I was greeted today with the news that there are 5, not 2, types of diabetes. This is earth-shattering if you are a diabetologist or diabetes researcher. However, I soon as I saw the term “data-driven clustering” I knew I could probably relax.
For the uninitiated, data-driven clustering techniques can seem magical. The basic premise is that you take a sample, measure lots of things about them, and then feed all those data into an algorithm that will divide your sample into mutually exclusive groups. Then, hopefully, knowing what group a person is in will tell you something about them that isn’t otherwise apparent in the data. This is a seductive idea. In this diabetes example, the authors are touting that knowing a patient’s group will eventually be used to guide their treatment.
I suspect that some people reading about this research won’t understand just how easy it is to detect groups. It’s so easy in fact that I would be shocked if groups weren’t found in most cases. This is because clustering, regardless of the specific method used, is just another way to describe relationships among variables - and as long as the variables are in fact related, you will find groups.

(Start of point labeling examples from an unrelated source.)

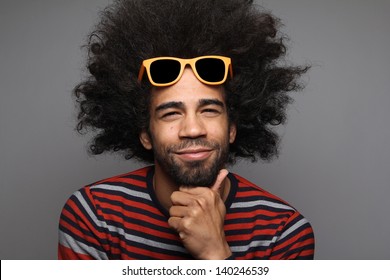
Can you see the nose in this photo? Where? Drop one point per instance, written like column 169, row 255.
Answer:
column 192, row 126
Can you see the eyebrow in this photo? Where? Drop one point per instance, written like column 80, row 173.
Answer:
column 180, row 105
column 168, row 105
column 205, row 102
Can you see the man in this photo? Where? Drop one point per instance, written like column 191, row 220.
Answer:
column 189, row 86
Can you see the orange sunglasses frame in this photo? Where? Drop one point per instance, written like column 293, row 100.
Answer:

Here is a simple example:
First, create some data for two variables. The first is just 1000 observations drawn from a standard normal. The second variable then multiplies the first variable by 2 and adds some additional randomly distributed noise.
x <- rnorm(1000, 0, 1)
y <- (2 * x) + rnorm(1000, 0, 3)
data <- data.frame(x = x, y = y)
Plotting these data confirms that they are related.
plot(x, y, data = data)
Pretending that we didn’t just simulate these data, upon seeing them for the first time, most people would probably try to fit a regression line, the results of which are below.
library(pander)
pander(lm(y ~ x, data))
Estimate | Std. Error | t value | Pr(>|t|) | |
---|---|---|---|---|
(Intercept) | 0.1343 | 0.09664 | 1.39 | 0.165 |
x | 1.992 | 0.1006 | 19.81 | 6.101e-74 |
So the results of the linear model confirm what we already know. However, there are other ways to explain the data, so to speak. Here are the results from a fairly constrained finite mixture model which is similar enough to the k-means approach used in the diabetes paper.
library(mclust)
bic <- mclustBIC(data)
clusters <- Mclust(data, x = bic, modelNames = ("EII"))

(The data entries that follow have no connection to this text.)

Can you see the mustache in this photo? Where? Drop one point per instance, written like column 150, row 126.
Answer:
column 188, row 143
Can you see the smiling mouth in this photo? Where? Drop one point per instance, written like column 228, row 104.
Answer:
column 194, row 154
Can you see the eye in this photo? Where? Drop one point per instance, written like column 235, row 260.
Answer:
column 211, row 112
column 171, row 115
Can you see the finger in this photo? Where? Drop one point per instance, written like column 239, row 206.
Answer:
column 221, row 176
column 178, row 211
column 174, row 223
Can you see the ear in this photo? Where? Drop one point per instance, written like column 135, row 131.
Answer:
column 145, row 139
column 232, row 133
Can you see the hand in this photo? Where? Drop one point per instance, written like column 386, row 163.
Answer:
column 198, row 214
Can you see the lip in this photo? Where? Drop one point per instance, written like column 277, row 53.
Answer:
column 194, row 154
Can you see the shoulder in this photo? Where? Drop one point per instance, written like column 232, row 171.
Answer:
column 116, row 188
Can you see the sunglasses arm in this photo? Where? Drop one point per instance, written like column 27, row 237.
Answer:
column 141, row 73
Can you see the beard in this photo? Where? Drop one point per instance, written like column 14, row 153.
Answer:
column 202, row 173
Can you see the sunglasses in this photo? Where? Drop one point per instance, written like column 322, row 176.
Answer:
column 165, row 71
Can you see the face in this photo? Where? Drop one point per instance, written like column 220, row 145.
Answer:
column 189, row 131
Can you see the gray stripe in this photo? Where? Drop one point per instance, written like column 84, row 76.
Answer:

# summary(clusters, parameters = TRUE)
plot(clusters, what = "classification")
What you can see from the plot is that the clustering algorithm explained the x-y scatter plot by positing the existence of 8 groups of observations, each covering a different area in the overall space. In other words, the clustering algorithm is trying to describe 2 correlated variables when the only tool it has is to group people. As long as there is in fact a correlation between the two variables, then you are going to need more than one group to describe the data (unless you start to use more flexible models).

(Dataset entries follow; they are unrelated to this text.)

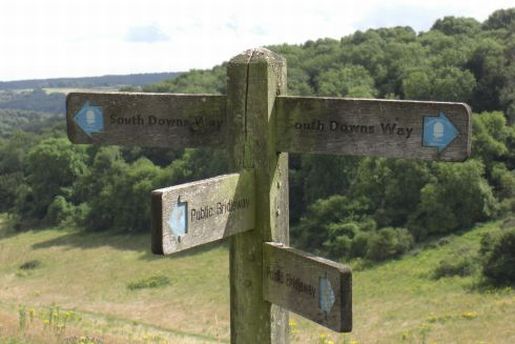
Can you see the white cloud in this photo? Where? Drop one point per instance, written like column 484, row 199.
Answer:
column 147, row 34
column 55, row 38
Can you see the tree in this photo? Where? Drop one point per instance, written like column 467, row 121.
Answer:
column 52, row 168
column 351, row 80
column 501, row 19
column 456, row 26
column 456, row 198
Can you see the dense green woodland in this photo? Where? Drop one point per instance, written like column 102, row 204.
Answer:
column 341, row 207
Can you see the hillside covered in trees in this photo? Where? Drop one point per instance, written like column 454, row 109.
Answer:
column 343, row 207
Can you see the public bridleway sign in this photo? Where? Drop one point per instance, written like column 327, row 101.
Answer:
column 257, row 125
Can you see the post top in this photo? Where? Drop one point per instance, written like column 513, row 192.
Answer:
column 257, row 55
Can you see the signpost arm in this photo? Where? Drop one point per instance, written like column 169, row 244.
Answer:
column 255, row 78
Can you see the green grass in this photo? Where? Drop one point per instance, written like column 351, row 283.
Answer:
column 88, row 275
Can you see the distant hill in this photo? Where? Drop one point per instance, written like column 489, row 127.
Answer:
column 89, row 82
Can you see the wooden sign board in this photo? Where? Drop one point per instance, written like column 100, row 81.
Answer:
column 389, row 128
column 314, row 287
column 146, row 119
column 197, row 213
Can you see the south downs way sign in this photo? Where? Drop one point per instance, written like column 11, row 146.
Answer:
column 146, row 119
column 343, row 126
column 257, row 127
column 390, row 128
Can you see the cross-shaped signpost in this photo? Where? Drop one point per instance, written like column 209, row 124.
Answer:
column 258, row 125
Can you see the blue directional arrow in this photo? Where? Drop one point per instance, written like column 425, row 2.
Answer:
column 178, row 220
column 439, row 132
column 90, row 118
column 326, row 296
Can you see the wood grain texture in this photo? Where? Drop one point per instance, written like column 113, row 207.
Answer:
column 292, row 280
column 255, row 78
column 216, row 208
column 388, row 128
column 149, row 119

So in most cases it is trivially easy to find groups. The challenge is of course to ascribe meaning to them. If we return to the linear regression, we might want to infer that x is a cause of y based on the observed relationship. However, we’d be foolish to do so without other information to support the causal claim. Similarly, you can pretend that data-driven clusters are revealing some deeper truth, but again, without other corroborating information, I wouldn’t be making strong claims.
For additional thoughts, Frank Harrell also blogged about this here; and Maarten van Smeden did some other simulation work described here.